郭の作品の根底に横たわっているのは「異なる起源や背景を持つ人々が、なぜ同じように特定の形や素材に反応するのだろうか」という問いかけです。それは、郭が台湾に生まれ、ニューヨークという多様な価値観が存在する都市で長年生活をしてきたことに関係しています。
線、形、空間の関係性に関心を寄せる郭の彫刻は有機的かつ幾何学的なフォルムで知られていますが、それらは原始美術や古代の道具、先祖の生活様式などから着想を得ています。郭のまなざしは、やがて時空を超えて人類全体へと向けられます。土や木といった人類が原始より利用し続けてきた素材の意味を、制作という身体的な行為を通じて再考します。

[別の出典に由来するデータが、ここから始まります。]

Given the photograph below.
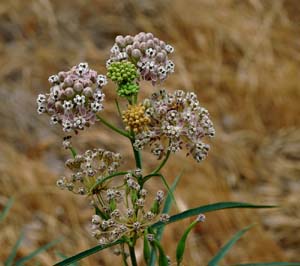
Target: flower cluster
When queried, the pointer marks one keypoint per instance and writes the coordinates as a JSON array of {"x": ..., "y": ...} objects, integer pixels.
[
  {"x": 135, "y": 119},
  {"x": 124, "y": 74},
  {"x": 147, "y": 52},
  {"x": 89, "y": 168},
  {"x": 123, "y": 212},
  {"x": 74, "y": 99},
  {"x": 176, "y": 118}
]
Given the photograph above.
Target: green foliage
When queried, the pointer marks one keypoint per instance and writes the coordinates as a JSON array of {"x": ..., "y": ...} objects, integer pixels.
[
  {"x": 209, "y": 208},
  {"x": 224, "y": 250},
  {"x": 181, "y": 244},
  {"x": 6, "y": 209},
  {"x": 87, "y": 253},
  {"x": 122, "y": 72}
]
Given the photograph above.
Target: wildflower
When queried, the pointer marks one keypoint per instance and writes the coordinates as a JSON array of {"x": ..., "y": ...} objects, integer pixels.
[
  {"x": 147, "y": 52},
  {"x": 88, "y": 168},
  {"x": 178, "y": 119},
  {"x": 75, "y": 97},
  {"x": 125, "y": 74},
  {"x": 135, "y": 119}
]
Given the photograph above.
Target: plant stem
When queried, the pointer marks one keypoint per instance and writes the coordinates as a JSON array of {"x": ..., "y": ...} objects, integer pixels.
[
  {"x": 74, "y": 153},
  {"x": 124, "y": 256},
  {"x": 137, "y": 156},
  {"x": 162, "y": 163},
  {"x": 132, "y": 255},
  {"x": 118, "y": 130}
]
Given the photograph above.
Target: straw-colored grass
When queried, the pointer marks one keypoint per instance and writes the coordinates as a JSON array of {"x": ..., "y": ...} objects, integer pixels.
[{"x": 241, "y": 57}]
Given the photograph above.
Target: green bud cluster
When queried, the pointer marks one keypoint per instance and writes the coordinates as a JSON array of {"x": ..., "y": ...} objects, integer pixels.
[
  {"x": 124, "y": 73},
  {"x": 127, "y": 89}
]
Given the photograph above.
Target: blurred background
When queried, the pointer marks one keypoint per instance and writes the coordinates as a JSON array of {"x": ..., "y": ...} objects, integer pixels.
[{"x": 242, "y": 58}]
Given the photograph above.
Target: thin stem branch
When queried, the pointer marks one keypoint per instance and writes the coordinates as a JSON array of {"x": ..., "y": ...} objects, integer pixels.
[
  {"x": 132, "y": 256},
  {"x": 155, "y": 171},
  {"x": 137, "y": 156},
  {"x": 124, "y": 256},
  {"x": 73, "y": 151},
  {"x": 118, "y": 130}
]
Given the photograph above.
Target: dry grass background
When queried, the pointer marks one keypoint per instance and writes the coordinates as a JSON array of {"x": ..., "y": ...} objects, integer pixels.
[{"x": 241, "y": 57}]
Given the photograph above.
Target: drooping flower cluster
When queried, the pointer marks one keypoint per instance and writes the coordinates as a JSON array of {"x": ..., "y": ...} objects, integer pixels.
[
  {"x": 147, "y": 52},
  {"x": 123, "y": 211},
  {"x": 125, "y": 75},
  {"x": 88, "y": 168},
  {"x": 135, "y": 119},
  {"x": 74, "y": 99},
  {"x": 176, "y": 119}
]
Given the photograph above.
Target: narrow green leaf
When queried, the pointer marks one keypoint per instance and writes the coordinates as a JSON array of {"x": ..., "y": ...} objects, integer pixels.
[
  {"x": 168, "y": 204},
  {"x": 99, "y": 182},
  {"x": 146, "y": 250},
  {"x": 21, "y": 261},
  {"x": 224, "y": 250},
  {"x": 166, "y": 209},
  {"x": 63, "y": 256},
  {"x": 14, "y": 250},
  {"x": 162, "y": 258},
  {"x": 6, "y": 209},
  {"x": 181, "y": 244},
  {"x": 164, "y": 182},
  {"x": 209, "y": 208},
  {"x": 87, "y": 253},
  {"x": 271, "y": 264}
]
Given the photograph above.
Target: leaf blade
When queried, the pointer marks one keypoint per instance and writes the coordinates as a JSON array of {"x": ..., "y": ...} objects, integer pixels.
[
  {"x": 6, "y": 209},
  {"x": 270, "y": 264},
  {"x": 87, "y": 253},
  {"x": 225, "y": 249},
  {"x": 37, "y": 251},
  {"x": 13, "y": 253},
  {"x": 209, "y": 208}
]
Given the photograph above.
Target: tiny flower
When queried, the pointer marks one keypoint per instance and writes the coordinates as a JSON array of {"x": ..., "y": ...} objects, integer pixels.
[
  {"x": 101, "y": 80},
  {"x": 164, "y": 217},
  {"x": 96, "y": 107},
  {"x": 178, "y": 119},
  {"x": 150, "y": 52},
  {"x": 147, "y": 53},
  {"x": 53, "y": 79},
  {"x": 79, "y": 100},
  {"x": 129, "y": 213},
  {"x": 68, "y": 105},
  {"x": 41, "y": 98},
  {"x": 96, "y": 219},
  {"x": 150, "y": 237},
  {"x": 169, "y": 48},
  {"x": 160, "y": 196},
  {"x": 74, "y": 94},
  {"x": 201, "y": 218}
]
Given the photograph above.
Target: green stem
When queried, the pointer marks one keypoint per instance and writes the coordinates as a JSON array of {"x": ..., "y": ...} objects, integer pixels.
[
  {"x": 155, "y": 171},
  {"x": 124, "y": 257},
  {"x": 99, "y": 182},
  {"x": 118, "y": 130},
  {"x": 74, "y": 153},
  {"x": 132, "y": 255},
  {"x": 137, "y": 156}
]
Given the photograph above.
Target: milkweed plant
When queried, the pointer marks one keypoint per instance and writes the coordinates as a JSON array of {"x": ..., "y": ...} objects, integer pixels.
[{"x": 165, "y": 122}]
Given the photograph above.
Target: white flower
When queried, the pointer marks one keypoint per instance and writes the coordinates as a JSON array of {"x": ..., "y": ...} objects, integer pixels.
[
  {"x": 101, "y": 80},
  {"x": 68, "y": 105},
  {"x": 53, "y": 79},
  {"x": 79, "y": 100}
]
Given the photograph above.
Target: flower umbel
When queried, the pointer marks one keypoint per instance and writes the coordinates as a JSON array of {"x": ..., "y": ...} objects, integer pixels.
[
  {"x": 74, "y": 99},
  {"x": 147, "y": 52},
  {"x": 177, "y": 119},
  {"x": 88, "y": 168},
  {"x": 135, "y": 118}
]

本展ではコロナ禍の前後に制作された立体作品を中心に、平面作品も含めた24点を発表いたします。郭はそれぞれの作品にはそれぞれの生があり、必ずしもシリーズのように互いに関連しているわけではないのだと述べます。近年は作品と一体化した木の台座を作ることに興味を持ち、しばしば作品に取り入れています。木製の脚や台座が彫刻の一部のように見えるかもしれません。セラミックや木といった、もの同士のゆるやかな連帯こそが、郭の思い描く美術のあり方を指し示しています。
郭の作品を特徴付けているなめらかなフォルムは、お互いの作品と呼応しながら建築的な空間を構築します。本展ではホワイトキューブの空間に郭作品が穏やかに佇む構成となっております。是非ともこの機会にご高覧いただきますようお願い申し上げます。